You can combine a Configuration with a CaseMapper:

import magnolify.shared._

// Can be combined with a CaseMapper
val cm: CaseMapper = ???
ParquetType[RecordWithList](cm, conf)

If you don’t have Hadoop on your classpath, you can instantiate a MagnolifyParquetProperties instance directly:

import magnolify.parquet._

ParquetType[RecordWithList](new MagnolifyParquetProperties {
    override def WriteAvroCompatibleArrays: Boolean = true
  }
)

On the reader side, 2-level arrays will be detected automatically based on the input file schema, so no imports or extra Configurations are needed.

Field Descriptions

The top level class and all fields (including nested class fields) can be annotated with @doc annotation. Note that nested classes annotations are ignored.

import magnolify.shared._

@doc("This is ignored")
case class NestedClass(@doc("nested field annotation") i: Int)

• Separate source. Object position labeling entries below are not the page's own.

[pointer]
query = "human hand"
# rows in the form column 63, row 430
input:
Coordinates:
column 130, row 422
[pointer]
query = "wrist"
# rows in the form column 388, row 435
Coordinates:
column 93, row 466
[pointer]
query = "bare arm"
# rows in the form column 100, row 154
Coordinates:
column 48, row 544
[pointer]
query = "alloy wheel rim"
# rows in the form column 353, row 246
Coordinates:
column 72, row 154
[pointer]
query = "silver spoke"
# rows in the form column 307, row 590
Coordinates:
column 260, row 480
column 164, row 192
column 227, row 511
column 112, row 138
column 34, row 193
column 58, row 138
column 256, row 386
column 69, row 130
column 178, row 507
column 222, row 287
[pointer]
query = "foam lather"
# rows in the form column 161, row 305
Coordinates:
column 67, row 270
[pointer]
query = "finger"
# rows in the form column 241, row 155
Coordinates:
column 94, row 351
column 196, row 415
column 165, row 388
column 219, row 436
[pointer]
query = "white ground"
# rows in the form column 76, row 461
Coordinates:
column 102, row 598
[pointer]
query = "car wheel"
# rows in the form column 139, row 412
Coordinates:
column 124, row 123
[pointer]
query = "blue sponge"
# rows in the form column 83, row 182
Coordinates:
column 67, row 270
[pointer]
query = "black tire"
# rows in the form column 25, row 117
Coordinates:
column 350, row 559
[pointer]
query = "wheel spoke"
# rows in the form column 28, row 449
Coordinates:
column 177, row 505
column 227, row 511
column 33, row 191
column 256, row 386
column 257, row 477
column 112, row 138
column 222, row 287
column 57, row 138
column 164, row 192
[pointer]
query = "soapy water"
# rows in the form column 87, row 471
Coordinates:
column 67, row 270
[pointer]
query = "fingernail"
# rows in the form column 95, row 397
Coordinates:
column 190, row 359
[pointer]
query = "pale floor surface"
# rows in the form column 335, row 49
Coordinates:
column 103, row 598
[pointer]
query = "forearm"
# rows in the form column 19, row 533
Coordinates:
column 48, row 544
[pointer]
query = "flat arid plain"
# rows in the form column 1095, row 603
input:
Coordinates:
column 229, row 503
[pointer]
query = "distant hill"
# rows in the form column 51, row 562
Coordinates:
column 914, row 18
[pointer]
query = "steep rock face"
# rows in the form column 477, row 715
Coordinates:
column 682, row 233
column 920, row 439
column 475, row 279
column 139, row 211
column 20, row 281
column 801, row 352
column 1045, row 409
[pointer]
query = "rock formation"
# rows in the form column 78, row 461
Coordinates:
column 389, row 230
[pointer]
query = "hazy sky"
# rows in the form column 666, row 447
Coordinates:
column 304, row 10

@doc("Top level annotation")
case class TopLevelType(@doc("field annotation") pd: NestedClass)

Note that field descriptions are not natively supported by the Parquet format. Instead, the @doc annotation ensures that the generated Avro schema written to the metadata key parquet.avro.schema will contain the specified field description:

import magnolify.parquet._
import magnolify.shared._

@doc("Top level annotation")
case class MyRecord(@doc("field annotation") listField: List[Int])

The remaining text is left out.